A date is yet to be set for the meeting.

Ms Higgins, who alleges she was raped by a colleague inside a ministerial office in Canberra, will publish a memoir, after revealing she has signed a book contract.

Ms Higgins’ allegations about an assault at Parliament House in 2019 sparked a debate across the country about the treatment of women.

Penguin Random House Australia called Ms Higgins “a young, brave voice and a pioneer for a new generation” and said it would publish her book in 2022.

“Brittany’s story, in her own words, will be a call for desperately needed reform, and a watershed moment for Australian women in public life,” the publisher said.

“This book will shine a light on the toxic workplace culture inside the corridors of power and provide a first-hand account of what it was like surviving a media storm that turned into a movement,” Ms Higgins said on Tuesday.

She said half of the royalties of each book will be donated to the Canberra Rape Crisis Centre.

The 26-year-old will call for “desperately needed” reform in her memoir, and has promised to donate half of the royalties from her book to the Canberra Rape Crisis Centre.

“This is the personal account of a young woman who took on the most formidable institution in the country, spoke truth to power and sparked a reckoning with systemic abuse that will be felt for years to come,” Penguin Random House said in a statement.

“She has said that staying silent would have ‘made her complicit’ and in speaking out, Brittany has become a figurehead in what is a defining moment in politics and culture.”

Ms Higgins said she felt privileged to share what she says happened to her inside Parliament House.

“This book will shine a light on the toxic workplace culture inside the corridors of power and provide a firsthand account of what it was like surviving a media storm that turned into a movement,” she said.

Investigations underway, complaint made to police

Ms Higgins remembers being bought a lot of drinks by a male colleague who she says was regarded as a “rising star” within Liberal Party politics.

After becoming very drunk, and at one point fell over, Ms Higgins says the man offered to drop her home in a taxi, however, he took her to Parliament House instead.

She remembers entering the office and lying down on the Minister’s couch. She claims waking up “mid-rape” and half-dressed, before crying and urging him repeatedly to stop.
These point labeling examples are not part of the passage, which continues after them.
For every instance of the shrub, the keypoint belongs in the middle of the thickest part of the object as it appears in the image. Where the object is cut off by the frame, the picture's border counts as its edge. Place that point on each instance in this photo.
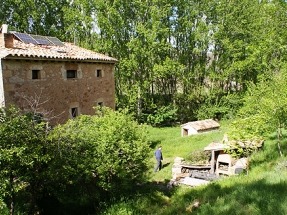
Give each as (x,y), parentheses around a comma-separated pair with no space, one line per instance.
(98,156)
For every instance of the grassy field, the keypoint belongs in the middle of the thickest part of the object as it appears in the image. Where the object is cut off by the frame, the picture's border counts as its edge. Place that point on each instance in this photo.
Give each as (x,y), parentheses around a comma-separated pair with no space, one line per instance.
(261,191)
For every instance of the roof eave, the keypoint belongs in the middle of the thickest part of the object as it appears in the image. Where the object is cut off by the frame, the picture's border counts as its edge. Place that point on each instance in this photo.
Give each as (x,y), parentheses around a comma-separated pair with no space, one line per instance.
(11,57)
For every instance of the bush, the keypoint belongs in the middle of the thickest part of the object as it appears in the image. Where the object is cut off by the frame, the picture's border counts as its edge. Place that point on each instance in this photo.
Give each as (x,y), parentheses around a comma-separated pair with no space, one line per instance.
(98,156)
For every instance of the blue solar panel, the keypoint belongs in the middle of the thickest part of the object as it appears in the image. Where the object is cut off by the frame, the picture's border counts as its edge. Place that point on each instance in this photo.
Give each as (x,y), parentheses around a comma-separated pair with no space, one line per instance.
(55,41)
(25,38)
(41,40)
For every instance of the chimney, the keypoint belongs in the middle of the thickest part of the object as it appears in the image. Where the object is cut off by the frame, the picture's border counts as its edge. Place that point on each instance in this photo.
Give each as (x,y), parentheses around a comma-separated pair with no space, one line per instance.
(6,39)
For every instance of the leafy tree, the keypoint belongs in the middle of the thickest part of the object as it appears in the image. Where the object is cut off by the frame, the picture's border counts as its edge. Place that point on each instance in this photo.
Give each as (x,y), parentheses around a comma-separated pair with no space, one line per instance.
(97,156)
(264,110)
(23,159)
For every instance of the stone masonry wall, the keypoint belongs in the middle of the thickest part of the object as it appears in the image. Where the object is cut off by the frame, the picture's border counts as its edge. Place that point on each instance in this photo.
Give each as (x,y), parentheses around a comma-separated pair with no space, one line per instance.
(54,92)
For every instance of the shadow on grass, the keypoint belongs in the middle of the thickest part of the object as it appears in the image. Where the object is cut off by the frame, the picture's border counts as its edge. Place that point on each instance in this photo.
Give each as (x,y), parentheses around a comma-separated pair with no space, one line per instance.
(154,144)
(257,197)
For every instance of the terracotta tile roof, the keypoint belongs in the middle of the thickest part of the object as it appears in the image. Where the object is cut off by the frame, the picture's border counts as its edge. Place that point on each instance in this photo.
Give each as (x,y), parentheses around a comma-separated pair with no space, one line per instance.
(202,124)
(67,52)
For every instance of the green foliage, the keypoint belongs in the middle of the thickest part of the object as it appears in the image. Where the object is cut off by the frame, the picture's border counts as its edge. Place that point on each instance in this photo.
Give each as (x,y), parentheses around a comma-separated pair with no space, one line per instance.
(220,107)
(198,157)
(164,116)
(106,153)
(264,109)
(23,158)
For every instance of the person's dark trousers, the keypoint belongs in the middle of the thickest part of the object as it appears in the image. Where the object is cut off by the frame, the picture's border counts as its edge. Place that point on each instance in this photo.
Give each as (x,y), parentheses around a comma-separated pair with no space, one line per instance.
(158,165)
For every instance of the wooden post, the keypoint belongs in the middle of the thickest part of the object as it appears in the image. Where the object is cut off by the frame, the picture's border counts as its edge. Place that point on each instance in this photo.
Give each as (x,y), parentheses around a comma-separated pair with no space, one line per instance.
(212,162)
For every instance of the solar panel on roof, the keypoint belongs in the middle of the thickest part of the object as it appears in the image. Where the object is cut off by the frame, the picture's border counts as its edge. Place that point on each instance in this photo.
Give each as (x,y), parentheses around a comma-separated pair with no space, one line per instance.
(55,41)
(41,40)
(25,38)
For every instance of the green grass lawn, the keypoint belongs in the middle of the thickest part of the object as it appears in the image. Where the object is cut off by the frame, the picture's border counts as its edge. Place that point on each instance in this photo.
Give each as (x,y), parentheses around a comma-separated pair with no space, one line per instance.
(261,191)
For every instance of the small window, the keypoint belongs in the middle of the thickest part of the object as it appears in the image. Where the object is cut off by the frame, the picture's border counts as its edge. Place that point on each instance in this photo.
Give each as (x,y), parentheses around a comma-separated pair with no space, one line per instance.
(99,73)
(74,112)
(36,74)
(71,73)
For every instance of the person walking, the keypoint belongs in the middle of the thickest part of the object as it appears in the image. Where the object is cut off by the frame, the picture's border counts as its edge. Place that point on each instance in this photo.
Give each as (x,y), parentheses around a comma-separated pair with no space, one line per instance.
(158,157)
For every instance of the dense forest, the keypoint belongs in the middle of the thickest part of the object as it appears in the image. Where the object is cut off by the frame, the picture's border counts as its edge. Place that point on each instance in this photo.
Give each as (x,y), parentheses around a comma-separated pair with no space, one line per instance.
(178,60)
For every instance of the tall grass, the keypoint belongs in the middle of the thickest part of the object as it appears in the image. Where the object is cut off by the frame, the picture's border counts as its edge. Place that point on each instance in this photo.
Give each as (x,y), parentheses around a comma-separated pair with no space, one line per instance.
(261,191)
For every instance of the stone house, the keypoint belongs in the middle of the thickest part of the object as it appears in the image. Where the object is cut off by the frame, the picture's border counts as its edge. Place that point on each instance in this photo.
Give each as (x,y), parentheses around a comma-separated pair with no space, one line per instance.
(55,79)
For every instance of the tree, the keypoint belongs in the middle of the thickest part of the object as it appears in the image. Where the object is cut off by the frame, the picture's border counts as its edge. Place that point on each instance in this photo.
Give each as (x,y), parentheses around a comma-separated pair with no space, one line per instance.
(97,156)
(23,159)
(264,110)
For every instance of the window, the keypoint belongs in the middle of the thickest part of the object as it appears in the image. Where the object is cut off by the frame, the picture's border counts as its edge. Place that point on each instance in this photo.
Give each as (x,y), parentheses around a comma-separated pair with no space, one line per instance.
(36,74)
(71,73)
(99,73)
(74,112)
Photos of her leg from the time appear to show a bruise that Ms Higgins says came from her leg being crushed during the assault.

The man at the centre of Ms Higgins’s allegations, who has been accused of breaching security on a previous occasion, has not been charged with any crime.

In February, Ms Higgins made a formal complaint to the Australian Federal Police (AFP) about her alleged rape.

As well as her formal police complaint, a number of investigations have been sparked in the wake of her allegations.

In March, Ms Higgins was loudly cheered when she took the stage to deliver a powerful address to thousands of protesters on the lawns outside Parliament House.

“We are all here today not because we want to be here, but because we have to be here,” she said.

“We fundamentally recognise the system is broken, the glass ceiling is still in place, and there are significant failings in the power structures within our institutions.

“We are here because it is unfathomable that we are still having to fight this same stale, tired fight.”